Closeness Centrality

Another measurement of node importance in a network is the measure of how close a node is between other nodes. The assumption is that an important node is closest to the most other nodes. For social networks, how many connections involve a node?

def closenessCentrality(G, node):
    """
    Closeness defined by the number of [other] nodes in the network
    divided by the sum of all the nodes divided by the nodes distance from them
    """

    paths = all_shortest_paths(G, node)
    n1_to = {n: len(p) - 1 for n, p in paths.items()}

    closeness = (G.number_of_nodes() - 1) / sum([n1_to[n2] for n2 in G.nodes()])

    return closeness


def all_shortest_paths(G, source):
    assert source in G, 'Source node not in Graph'

    this_level = [source]
    paths_to = {source: [source]}

    return _all_shortest_paths_from(this_level, G.adj, paths_to)

def _all_shortest_paths_from(first_level, adj_to, paths_to):
    next_level = first_level

    while next_level:
        curr_level = next_level
        next_level = []

        for curr_node in curr_level:
            for next_node in adj_to[curr_node]:
                if next_node not in paths_to:
                    paths_to[next_node] = paths_to[curr_node] + [next_node]
                    next_level += [next_node]

    return paths_to
K = nx.karate_club_graph()

node_size = [4 ** (closenessCentrality(K,n) * 10) for n in K.nodes()]

fig = plt.figure(figsize=(10,8))
fig.suptitle('Nodes weighted by Closeness Centrality')
plt.axis('off')
nx.draw_networkx(K, node_size=node_size)
plt.show()

png

Betweenness Centrality

One consideration for the importance of a node on a network is the number of connections that run through the node of interest.
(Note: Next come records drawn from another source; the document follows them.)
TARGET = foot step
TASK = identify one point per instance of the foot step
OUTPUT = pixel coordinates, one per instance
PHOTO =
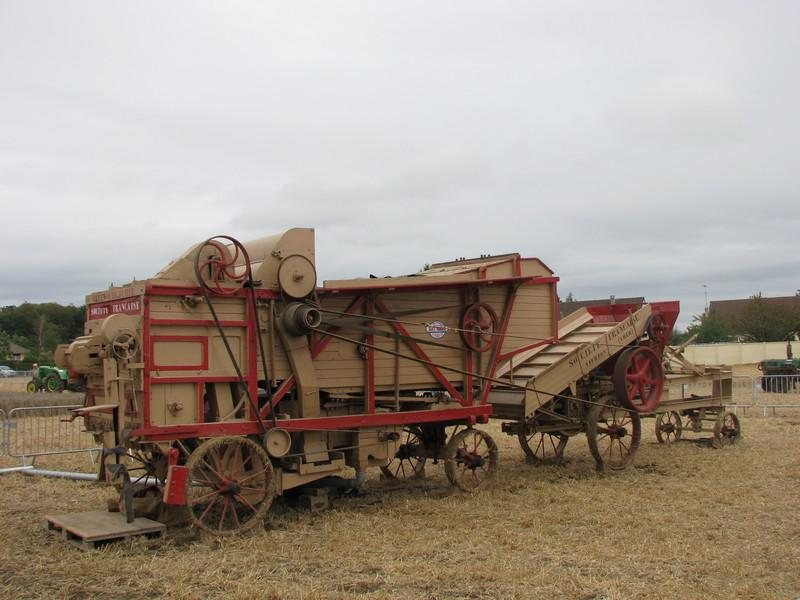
(94, 529)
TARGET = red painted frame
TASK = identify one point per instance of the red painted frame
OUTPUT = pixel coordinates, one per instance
(365, 302)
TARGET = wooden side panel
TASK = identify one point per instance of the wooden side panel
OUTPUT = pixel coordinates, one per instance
(532, 319)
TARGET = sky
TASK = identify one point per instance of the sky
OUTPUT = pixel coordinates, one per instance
(638, 148)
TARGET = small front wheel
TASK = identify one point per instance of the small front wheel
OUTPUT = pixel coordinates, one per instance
(669, 427)
(407, 462)
(727, 430)
(470, 459)
(613, 434)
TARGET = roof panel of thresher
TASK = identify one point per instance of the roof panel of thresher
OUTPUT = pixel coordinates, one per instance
(504, 267)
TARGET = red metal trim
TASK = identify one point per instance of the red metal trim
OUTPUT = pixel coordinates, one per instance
(252, 359)
(554, 303)
(466, 414)
(203, 340)
(469, 396)
(369, 309)
(196, 323)
(147, 360)
(421, 354)
(542, 280)
(499, 348)
(194, 379)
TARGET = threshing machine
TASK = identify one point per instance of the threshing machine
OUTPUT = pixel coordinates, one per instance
(230, 377)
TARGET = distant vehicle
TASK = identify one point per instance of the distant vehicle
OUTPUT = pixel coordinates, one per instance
(48, 379)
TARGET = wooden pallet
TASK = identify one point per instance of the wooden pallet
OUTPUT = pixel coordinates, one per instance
(90, 530)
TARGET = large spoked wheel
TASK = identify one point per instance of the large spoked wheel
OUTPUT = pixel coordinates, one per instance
(217, 270)
(727, 430)
(470, 459)
(543, 448)
(669, 427)
(230, 485)
(639, 379)
(407, 462)
(613, 434)
(53, 384)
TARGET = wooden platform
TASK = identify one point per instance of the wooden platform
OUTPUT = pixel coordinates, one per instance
(89, 530)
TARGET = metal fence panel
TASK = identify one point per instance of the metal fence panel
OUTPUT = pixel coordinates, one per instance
(33, 431)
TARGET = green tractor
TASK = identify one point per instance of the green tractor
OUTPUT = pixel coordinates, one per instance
(48, 379)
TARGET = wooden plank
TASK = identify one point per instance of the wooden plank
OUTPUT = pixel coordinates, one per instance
(89, 530)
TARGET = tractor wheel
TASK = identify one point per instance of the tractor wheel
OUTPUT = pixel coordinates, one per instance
(230, 485)
(470, 459)
(613, 434)
(53, 384)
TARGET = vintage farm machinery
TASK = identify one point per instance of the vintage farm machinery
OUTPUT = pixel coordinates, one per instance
(230, 377)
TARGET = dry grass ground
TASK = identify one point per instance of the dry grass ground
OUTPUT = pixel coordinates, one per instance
(686, 521)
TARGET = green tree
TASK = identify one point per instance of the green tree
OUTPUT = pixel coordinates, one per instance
(709, 328)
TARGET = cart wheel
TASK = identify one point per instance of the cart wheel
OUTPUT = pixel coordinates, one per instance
(479, 326)
(613, 434)
(639, 379)
(727, 430)
(669, 427)
(543, 448)
(230, 485)
(470, 459)
(407, 464)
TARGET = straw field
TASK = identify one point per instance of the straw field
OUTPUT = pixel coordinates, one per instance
(686, 521)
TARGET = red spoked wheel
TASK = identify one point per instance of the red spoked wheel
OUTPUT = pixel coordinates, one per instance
(230, 485)
(216, 268)
(658, 329)
(479, 325)
(639, 379)
(613, 434)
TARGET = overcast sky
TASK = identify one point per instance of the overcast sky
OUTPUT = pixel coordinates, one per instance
(638, 148)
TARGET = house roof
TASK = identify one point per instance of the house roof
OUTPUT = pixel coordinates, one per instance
(730, 310)
(567, 308)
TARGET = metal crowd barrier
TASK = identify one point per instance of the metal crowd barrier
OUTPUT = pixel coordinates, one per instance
(3, 429)
(778, 392)
(33, 431)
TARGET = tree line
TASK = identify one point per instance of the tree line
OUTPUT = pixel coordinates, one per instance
(39, 328)
(758, 321)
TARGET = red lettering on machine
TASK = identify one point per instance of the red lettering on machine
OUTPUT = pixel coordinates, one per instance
(125, 306)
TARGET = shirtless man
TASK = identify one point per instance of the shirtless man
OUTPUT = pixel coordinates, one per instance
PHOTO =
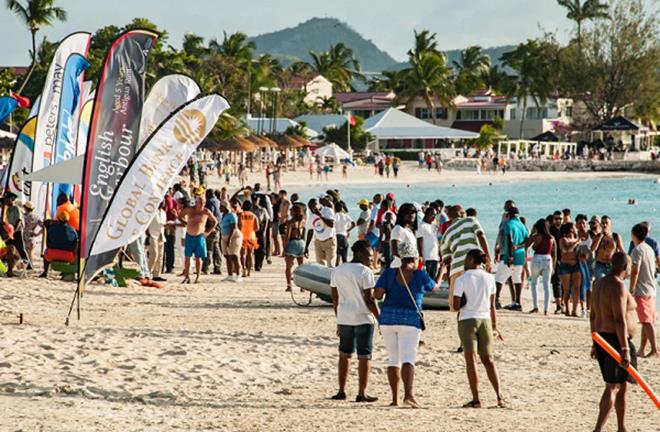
(195, 219)
(603, 246)
(613, 317)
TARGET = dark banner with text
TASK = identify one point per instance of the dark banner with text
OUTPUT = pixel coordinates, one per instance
(113, 137)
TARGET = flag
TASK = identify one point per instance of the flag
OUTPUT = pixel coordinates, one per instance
(113, 138)
(23, 102)
(20, 164)
(7, 106)
(70, 104)
(165, 97)
(154, 171)
(48, 118)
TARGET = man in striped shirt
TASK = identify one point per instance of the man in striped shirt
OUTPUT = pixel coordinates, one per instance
(463, 235)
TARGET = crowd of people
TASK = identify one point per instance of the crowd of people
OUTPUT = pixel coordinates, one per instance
(399, 253)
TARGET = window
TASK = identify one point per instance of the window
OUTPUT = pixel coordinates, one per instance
(467, 115)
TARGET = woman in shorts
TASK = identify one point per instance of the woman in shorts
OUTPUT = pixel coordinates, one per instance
(400, 318)
(294, 243)
(474, 298)
(569, 268)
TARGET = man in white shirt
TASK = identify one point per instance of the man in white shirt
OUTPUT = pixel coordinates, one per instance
(343, 226)
(427, 242)
(357, 314)
(322, 225)
(156, 237)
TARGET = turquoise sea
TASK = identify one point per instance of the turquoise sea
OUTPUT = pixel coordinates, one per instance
(535, 199)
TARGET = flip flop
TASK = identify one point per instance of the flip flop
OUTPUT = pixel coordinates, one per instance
(472, 404)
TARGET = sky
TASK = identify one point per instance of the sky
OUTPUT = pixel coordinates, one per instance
(388, 23)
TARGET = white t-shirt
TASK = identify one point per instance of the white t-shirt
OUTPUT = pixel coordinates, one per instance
(321, 231)
(366, 216)
(478, 286)
(351, 279)
(403, 235)
(342, 223)
(429, 234)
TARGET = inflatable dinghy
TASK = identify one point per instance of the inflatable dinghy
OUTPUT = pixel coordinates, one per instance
(316, 279)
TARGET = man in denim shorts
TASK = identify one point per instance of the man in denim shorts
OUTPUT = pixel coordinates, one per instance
(357, 313)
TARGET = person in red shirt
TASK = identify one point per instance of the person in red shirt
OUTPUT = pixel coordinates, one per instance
(64, 205)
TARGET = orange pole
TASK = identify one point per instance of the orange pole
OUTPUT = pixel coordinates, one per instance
(631, 370)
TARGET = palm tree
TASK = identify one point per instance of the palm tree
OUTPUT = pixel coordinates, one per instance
(428, 76)
(580, 11)
(338, 65)
(473, 64)
(235, 46)
(534, 71)
(35, 14)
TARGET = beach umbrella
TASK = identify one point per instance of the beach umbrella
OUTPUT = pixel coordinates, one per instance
(287, 141)
(258, 141)
(332, 151)
(236, 143)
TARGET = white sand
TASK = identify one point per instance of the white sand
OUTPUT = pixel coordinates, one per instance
(411, 174)
(221, 356)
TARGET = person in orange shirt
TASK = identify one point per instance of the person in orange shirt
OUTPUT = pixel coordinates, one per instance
(249, 225)
(63, 204)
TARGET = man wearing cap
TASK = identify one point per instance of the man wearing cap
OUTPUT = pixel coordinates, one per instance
(61, 241)
(12, 230)
(363, 219)
(463, 235)
(33, 228)
(63, 204)
(322, 224)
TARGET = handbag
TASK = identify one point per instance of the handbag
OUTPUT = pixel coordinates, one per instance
(422, 324)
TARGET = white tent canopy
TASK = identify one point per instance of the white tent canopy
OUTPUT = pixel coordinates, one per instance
(395, 124)
(67, 172)
(333, 151)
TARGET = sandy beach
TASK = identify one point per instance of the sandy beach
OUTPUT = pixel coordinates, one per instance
(411, 174)
(242, 357)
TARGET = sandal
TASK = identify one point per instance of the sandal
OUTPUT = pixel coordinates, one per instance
(472, 404)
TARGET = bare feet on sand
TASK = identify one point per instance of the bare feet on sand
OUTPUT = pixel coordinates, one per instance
(411, 403)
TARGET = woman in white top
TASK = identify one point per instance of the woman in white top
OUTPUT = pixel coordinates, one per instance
(343, 226)
(404, 230)
(474, 298)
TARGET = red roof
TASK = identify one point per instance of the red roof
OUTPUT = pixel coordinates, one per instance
(470, 125)
(18, 70)
(344, 97)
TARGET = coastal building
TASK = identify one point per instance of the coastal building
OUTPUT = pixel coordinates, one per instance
(470, 113)
(318, 122)
(315, 87)
(269, 125)
(365, 104)
(394, 130)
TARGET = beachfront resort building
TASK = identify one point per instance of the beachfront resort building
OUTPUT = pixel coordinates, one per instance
(470, 113)
(316, 88)
(365, 104)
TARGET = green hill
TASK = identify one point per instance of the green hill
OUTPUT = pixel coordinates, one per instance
(317, 35)
(454, 55)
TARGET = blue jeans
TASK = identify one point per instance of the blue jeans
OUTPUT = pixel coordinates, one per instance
(585, 285)
(358, 337)
(541, 267)
(601, 270)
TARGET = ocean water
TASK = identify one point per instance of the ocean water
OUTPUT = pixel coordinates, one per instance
(535, 199)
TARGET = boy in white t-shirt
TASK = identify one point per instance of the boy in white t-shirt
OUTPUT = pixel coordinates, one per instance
(427, 242)
(357, 314)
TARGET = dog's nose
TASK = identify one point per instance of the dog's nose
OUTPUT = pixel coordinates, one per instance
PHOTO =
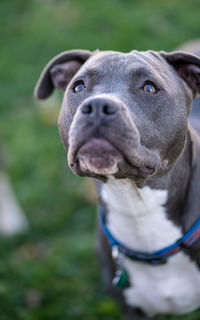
(99, 109)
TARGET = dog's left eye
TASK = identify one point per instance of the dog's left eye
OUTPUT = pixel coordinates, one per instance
(149, 88)
(79, 86)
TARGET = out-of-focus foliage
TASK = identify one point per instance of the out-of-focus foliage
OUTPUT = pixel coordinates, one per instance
(51, 272)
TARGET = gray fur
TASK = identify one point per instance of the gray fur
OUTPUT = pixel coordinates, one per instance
(150, 130)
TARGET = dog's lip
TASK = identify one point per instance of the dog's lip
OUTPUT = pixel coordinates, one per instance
(144, 171)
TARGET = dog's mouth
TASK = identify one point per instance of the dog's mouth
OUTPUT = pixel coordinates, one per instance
(100, 158)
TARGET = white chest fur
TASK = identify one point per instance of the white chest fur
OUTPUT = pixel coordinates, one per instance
(137, 218)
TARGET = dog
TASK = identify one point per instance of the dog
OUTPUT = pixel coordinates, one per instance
(124, 123)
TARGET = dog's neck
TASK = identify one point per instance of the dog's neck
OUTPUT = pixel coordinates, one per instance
(153, 209)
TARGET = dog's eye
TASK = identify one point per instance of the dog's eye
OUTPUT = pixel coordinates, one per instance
(79, 86)
(149, 88)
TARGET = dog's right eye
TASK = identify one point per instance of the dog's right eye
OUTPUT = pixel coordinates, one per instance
(78, 86)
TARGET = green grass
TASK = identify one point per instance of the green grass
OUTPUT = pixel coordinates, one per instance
(51, 272)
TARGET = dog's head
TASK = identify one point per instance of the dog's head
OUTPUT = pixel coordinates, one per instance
(122, 114)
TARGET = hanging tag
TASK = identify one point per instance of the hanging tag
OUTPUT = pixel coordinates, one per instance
(121, 275)
(121, 278)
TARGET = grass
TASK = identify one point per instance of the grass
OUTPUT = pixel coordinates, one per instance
(51, 272)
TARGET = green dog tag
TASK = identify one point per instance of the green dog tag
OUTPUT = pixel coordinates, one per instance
(121, 278)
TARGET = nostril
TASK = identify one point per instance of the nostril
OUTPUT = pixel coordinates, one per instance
(87, 109)
(109, 109)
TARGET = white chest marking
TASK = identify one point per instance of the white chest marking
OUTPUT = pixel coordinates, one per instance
(137, 218)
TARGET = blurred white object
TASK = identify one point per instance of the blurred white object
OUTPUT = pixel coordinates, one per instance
(12, 217)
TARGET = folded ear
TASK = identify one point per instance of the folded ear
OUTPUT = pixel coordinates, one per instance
(59, 71)
(188, 67)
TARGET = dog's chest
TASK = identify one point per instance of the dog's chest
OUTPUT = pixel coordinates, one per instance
(137, 218)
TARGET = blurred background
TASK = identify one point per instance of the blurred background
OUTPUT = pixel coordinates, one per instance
(50, 272)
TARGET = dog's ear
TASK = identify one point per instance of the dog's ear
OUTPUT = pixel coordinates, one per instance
(59, 71)
(188, 67)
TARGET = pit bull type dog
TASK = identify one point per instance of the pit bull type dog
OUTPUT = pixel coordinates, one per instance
(124, 122)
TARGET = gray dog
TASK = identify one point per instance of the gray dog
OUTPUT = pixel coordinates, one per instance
(124, 122)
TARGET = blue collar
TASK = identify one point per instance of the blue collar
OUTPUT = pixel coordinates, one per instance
(158, 256)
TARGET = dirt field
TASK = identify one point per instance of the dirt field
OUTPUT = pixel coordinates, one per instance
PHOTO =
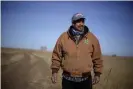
(29, 69)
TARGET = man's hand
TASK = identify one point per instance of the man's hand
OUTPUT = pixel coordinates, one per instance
(96, 80)
(54, 78)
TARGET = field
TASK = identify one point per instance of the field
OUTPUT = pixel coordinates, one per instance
(30, 69)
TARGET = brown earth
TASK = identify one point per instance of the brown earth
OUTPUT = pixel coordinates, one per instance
(30, 69)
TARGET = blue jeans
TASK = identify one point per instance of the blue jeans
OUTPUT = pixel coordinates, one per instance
(87, 84)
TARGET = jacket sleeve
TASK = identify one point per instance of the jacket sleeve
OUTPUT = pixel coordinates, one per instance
(97, 57)
(57, 56)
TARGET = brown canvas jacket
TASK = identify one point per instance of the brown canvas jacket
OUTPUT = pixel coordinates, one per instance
(82, 57)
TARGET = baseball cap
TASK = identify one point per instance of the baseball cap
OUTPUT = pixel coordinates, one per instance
(77, 16)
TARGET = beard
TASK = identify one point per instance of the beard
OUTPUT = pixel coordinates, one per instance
(81, 28)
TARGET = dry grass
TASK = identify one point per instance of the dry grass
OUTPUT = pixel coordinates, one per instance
(29, 69)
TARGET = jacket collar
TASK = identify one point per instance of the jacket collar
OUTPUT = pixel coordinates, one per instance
(86, 30)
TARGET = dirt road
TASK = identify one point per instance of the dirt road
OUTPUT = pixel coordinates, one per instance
(25, 71)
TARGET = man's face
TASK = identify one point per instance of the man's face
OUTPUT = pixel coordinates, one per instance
(79, 24)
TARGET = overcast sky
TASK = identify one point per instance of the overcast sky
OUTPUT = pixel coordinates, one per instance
(34, 24)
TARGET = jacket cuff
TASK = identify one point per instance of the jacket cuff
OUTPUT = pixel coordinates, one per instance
(54, 70)
(97, 74)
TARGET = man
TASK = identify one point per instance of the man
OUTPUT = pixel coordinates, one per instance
(77, 52)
If a node is often found in the shortest path between all other pairs of nodes, it is considered a more important node. The informal algorithm goes like this:

  1. Start with a node of interest

  2. count the number of shortest paths between a pair of nodes in the network

  3. count the number of these paths that contain the node of interest

  4. calculate the ratio between the paths containing this node and the total number of paths

  5. sum up ths ratio for all pairs of nodes on the network.

    ***Note that for directed graphs, nodes that are disconnected (there is no path between the pair) should not be included in the calculation, as a 0 for the total number of paths between the two nodes (step 2) would yield an undefined answer.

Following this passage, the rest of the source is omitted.